Fine-tuning Stable Diffusion

OctoAI lets you fine-tune Stable Diffusion to customize generated images. Fine-tuning is a process of training a model with additional data for your task. You’ll provide training images of your subject for fine-tuning, and when complete, you can use the fine-tuned model to create new images. There's a few simple steps:

  1. Upload your training images
  2. Run the fine-tuning job
  3. Use the fine-tuned LoRA in your image generation inference requests

We're using the LoRA fine-tuning method, which is an acronym for Low-Rank Adaptation. It's a fast way to fine-tune Stable Diffusion, and usually takes about 5 to 8 minutes. Fine-tuning is supported for Stable Diffusion v1.5.

Fine-tuning is currently in Private Preview and limited to web UI access while we make several improvements to the fine-tuning API. During the Private Preview, fine-tuning is free and won't charge your account. If you're interested in early access, send us a request using our sign-up form. All uploaded images used for fine-tuning must comply with our terms of service.


In the web UI, navigate to the Fine-tune page to get started - any previously tuned models will also be listed here. Click on “Create tune” to continue.

Create fine-tune


Specify the name of your fine-tune, and the trigger word of the subject you're fine-tuning. The trigger word can be used in your inference requests to customize the images with your subject. We recommend using a unique trigger word, such as "sks1", that's unlikely to be associated with a different subject in Stable Diffusion. In this example, we'll fine-tune using images of people wearing a virtual reality headset.

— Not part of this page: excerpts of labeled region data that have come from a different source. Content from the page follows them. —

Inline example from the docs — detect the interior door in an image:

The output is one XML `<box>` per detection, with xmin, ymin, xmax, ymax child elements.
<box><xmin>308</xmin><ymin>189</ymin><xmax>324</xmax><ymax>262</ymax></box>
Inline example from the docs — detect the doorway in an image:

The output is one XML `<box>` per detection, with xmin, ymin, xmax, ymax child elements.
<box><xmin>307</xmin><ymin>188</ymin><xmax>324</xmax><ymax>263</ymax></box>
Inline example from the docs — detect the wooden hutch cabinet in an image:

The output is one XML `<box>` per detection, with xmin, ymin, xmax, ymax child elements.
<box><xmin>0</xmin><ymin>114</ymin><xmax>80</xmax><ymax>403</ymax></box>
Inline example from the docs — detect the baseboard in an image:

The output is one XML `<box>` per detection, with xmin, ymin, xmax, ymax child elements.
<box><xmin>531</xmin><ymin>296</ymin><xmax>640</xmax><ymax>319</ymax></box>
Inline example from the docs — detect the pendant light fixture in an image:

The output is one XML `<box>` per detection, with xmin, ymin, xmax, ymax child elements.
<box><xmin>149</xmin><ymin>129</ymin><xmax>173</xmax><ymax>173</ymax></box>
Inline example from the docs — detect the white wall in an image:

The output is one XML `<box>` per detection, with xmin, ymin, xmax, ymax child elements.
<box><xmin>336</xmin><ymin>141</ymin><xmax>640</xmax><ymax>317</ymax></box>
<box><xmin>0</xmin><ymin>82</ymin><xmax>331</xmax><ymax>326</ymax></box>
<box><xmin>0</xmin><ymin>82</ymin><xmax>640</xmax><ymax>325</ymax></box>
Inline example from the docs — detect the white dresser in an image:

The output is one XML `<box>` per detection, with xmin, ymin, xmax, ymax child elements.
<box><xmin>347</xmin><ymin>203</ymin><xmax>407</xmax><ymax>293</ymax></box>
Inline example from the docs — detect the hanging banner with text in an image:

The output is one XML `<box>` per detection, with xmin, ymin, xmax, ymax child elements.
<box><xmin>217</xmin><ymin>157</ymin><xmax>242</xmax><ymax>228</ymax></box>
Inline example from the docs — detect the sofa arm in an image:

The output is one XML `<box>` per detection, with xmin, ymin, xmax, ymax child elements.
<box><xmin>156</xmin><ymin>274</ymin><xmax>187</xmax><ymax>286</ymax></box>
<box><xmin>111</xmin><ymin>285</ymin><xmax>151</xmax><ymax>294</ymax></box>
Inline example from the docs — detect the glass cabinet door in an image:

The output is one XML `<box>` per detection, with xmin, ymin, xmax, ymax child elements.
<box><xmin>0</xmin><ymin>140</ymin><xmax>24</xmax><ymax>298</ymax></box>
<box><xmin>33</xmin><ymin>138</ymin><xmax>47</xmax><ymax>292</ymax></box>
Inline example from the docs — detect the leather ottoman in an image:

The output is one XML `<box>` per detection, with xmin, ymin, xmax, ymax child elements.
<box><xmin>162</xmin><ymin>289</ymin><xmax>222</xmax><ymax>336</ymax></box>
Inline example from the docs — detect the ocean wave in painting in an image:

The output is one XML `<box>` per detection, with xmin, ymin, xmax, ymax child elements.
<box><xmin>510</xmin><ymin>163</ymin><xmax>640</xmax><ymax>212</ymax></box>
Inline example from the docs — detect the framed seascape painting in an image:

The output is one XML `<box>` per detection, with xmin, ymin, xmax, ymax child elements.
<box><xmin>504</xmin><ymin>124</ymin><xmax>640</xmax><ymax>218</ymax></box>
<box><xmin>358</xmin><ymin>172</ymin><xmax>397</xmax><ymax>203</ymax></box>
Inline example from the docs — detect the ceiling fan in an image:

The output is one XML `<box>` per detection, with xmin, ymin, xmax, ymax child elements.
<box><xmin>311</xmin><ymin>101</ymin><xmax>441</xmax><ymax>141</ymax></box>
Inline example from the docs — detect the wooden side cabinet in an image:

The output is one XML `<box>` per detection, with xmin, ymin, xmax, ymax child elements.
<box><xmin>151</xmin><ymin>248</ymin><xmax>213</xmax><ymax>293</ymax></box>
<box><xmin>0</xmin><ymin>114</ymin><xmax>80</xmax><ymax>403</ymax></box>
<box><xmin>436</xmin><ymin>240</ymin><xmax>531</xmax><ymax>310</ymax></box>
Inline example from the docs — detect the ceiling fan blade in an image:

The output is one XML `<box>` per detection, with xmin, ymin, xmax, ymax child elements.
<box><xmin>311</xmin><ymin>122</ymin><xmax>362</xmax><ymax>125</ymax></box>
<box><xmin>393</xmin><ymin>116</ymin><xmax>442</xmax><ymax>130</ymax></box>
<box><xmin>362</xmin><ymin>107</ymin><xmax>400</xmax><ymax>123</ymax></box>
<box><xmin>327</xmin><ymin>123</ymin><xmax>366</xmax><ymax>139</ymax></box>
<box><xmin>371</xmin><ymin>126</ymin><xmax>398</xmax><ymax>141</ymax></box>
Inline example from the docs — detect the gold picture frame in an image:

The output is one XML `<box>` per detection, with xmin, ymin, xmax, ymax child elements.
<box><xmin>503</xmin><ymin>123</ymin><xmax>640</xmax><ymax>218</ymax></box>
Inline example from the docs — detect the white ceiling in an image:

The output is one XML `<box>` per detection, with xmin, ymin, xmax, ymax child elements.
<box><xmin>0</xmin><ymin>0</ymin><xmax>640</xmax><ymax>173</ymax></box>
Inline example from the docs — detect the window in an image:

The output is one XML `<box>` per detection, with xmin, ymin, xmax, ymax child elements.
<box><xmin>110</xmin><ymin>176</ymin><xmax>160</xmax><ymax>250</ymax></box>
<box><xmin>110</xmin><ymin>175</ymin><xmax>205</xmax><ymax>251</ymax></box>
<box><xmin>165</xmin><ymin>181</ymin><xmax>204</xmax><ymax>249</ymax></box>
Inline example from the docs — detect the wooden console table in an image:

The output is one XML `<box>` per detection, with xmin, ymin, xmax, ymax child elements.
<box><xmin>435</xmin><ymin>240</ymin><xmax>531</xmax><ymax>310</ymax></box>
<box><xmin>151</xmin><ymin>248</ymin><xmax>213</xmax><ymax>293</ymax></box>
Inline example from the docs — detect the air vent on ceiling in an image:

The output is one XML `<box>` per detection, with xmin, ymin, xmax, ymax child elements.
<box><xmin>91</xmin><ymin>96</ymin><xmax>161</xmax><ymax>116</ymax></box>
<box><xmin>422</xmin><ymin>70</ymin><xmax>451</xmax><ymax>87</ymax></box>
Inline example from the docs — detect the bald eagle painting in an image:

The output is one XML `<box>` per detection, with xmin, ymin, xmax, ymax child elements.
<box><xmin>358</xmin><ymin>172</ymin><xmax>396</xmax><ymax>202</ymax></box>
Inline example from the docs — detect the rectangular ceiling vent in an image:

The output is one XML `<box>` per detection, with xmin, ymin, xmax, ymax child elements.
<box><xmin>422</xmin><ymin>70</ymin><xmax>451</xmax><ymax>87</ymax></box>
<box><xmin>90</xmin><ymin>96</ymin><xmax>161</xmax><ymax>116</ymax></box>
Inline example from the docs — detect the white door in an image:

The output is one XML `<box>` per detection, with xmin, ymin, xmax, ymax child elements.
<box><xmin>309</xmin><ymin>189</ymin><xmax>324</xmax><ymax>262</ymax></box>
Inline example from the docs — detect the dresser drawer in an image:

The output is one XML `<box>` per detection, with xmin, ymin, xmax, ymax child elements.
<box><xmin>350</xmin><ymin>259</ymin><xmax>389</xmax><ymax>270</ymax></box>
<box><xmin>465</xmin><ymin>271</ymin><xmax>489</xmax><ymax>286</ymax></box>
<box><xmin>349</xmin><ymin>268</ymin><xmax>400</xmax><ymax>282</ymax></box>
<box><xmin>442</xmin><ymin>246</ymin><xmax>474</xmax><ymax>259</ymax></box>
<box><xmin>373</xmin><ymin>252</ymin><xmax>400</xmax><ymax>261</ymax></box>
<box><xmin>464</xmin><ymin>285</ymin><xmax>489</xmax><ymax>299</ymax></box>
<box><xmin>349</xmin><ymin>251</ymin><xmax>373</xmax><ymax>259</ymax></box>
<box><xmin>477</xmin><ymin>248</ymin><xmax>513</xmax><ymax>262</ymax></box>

Next, specify the number of steps to train. A good guideline is about 75 to 150 steps per training image. The model can underfit if the numer of training steps is too low, resulting in poor quality. If it's too high, the model can overfit and struggle to represent details that aren't represented in the training images.


Select the subject you want to tune: person, style, animal, or landscape. This will help the tuning process understand which parts of the image are most important. We'll use the Person subject for this example.

Interested in different subjects? We'd love to hear your feedback in our Discord community!

Upload images & finalize

Next, upload your images. We recommend using about 12-15 varied images, including different backgrounds, lightings, and distances. Finding a balance between variation and consistency can help improve image generation quality.

Optionally, you can provide captions for each image that describe the custom subject. This can also help improve fine-tuning and the quality of generated images. Make sure to include your trigger word in the caption.

When you're ready, click "Finalize", and the fine-tune job will progress from pending to running before completing.

Generating images

Specify the image prompt and additional fields, then click "Generate" to create your image. Again, be sure to include your trigger word within the prompt:

Fine-tuning tips

We recommend using some amount of variation in your images - including different backgrounds, lightings, and distances. If every image is close-up, the fine-tuned model may be limited to representing that distance. It's also helpful to have some level of consistency among the images to ensure the model learns the intended subject.

Finding the right balance between consistency and variation can require a few iterations, and we encourage you to experiment!